I sat back at the hairdresser and put on my earrings, necklace, and my trusty cracked marble bracelet. I was thinking whether to put it on as a necklace, but decided against it. Not wearing it is not an option.

This marble held many memories to me; it reminds me of my brother and my unforgettable past.

I finished first before Arabella, since she couldn't decide on what earring should she wear. I didn't take that long to finish, since I don't really care on what others think about me, as long as it's comfortable, that's what I'm wearing.

I don't get why people are very sensitive about how other people think about them. I'm not the one to care about things like that, since I'll do whatever that makes me happy, even if others aren't happy yer.
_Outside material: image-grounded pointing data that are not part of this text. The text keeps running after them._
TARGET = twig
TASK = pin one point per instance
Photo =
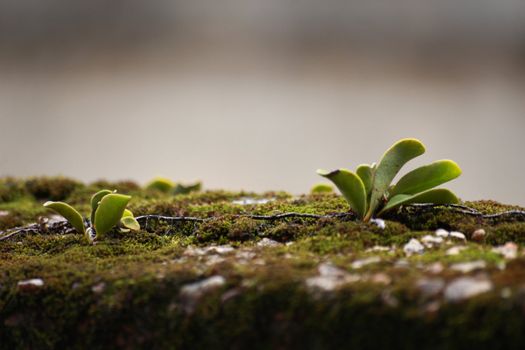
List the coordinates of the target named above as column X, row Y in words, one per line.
column 63, row 227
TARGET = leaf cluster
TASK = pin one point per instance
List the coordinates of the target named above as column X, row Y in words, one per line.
column 369, row 190
column 107, row 210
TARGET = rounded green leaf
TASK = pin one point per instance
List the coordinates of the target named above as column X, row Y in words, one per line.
column 127, row 213
column 427, row 177
column 130, row 222
column 95, row 200
column 109, row 212
column 435, row 196
column 391, row 162
column 321, row 188
column 160, row 184
column 69, row 213
column 351, row 187
column 366, row 173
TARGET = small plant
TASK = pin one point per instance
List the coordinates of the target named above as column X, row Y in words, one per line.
column 369, row 191
column 165, row 185
column 107, row 210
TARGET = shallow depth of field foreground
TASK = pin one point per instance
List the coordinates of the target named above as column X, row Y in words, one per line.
column 224, row 270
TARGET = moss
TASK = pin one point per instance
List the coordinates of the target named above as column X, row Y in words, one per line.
column 127, row 290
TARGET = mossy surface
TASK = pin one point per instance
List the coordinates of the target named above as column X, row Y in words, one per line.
column 235, row 282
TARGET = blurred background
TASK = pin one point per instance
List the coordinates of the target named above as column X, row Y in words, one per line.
column 258, row 94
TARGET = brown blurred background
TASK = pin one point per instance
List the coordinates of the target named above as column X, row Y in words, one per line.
column 257, row 94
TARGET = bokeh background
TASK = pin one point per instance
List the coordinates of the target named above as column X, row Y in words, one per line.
column 258, row 94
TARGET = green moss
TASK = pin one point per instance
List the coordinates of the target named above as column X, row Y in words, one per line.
column 126, row 291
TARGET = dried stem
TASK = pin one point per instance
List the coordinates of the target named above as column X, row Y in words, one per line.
column 63, row 227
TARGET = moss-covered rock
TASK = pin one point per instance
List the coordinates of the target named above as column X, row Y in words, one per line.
column 238, row 278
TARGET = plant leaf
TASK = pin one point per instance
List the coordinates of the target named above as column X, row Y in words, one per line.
column 110, row 212
column 69, row 213
column 435, row 196
column 427, row 177
column 160, row 184
column 391, row 162
column 321, row 188
column 366, row 173
column 95, row 200
column 130, row 222
column 351, row 187
column 127, row 213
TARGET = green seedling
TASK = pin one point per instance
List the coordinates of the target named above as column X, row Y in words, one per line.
column 107, row 210
column 322, row 188
column 369, row 191
column 161, row 184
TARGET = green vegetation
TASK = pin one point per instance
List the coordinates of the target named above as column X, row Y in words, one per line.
column 369, row 190
column 321, row 188
column 107, row 210
column 236, row 281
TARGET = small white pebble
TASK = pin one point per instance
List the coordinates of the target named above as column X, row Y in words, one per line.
column 381, row 278
column 442, row 233
column 266, row 242
column 466, row 287
column 327, row 269
column 506, row 293
column 34, row 282
column 98, row 288
column 379, row 222
column 508, row 251
column 430, row 241
column 435, row 268
column 478, row 235
column 455, row 250
column 378, row 248
column 458, row 235
column 430, row 287
column 470, row 266
column 413, row 247
column 363, row 262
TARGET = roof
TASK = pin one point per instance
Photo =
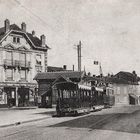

Egoistic? I know, but I put my needs first in front of others.

Even if I'm going to be aired on TV, I'm still going to be my normal self. But lately, I'm not even myself ever since I've met Thomas. No, I'm not going to say I'm in love, even I know that myself. Maybe it's jut simple adoration. I don't know, I've never been in love.

Coming back to my senses, I've just remembered that several thousands of people would watch the show. No, maybe even the whole world, most likely to be the gentlemen's fans.

Standing up, I dragged myself in front of the huge mirror on the wall. I was actually astonished with myself, with the dark green mini dress, an elegant updo, a pair of golden earrings, a chain necklace and of course my bracelet; I look beautiful. Not to sound over-confidence, but even my conscious tells me so.

I rarely dress myself up for this kind of occasion. Usually I wore a simple summer dress. But tonight's different.

Thomas was going to be there.

My footwear was my trusty black and gold tinted pumps, and I wore the clip that Thomas had lent me. I only got the time after I arrived at the hotel to adore this clip. It's in a shape of a golden oak leaf.

Not too big, yet not too small. Just perfect.

I asked him before if he wanted to take it back, but clearly he said that he wanted me to wear it to the ball, since he said it'd look good on me. Not wanting to be rude, I kept it on to me the whole time.

"Come on, Tia. Let's head to the lounge, we still have to meet the others first." Arabella said to me as she put on her heels and headed towards the door.

I looked at the mirror one last time and breathed in and out, preparing myself. "All right, let's do this."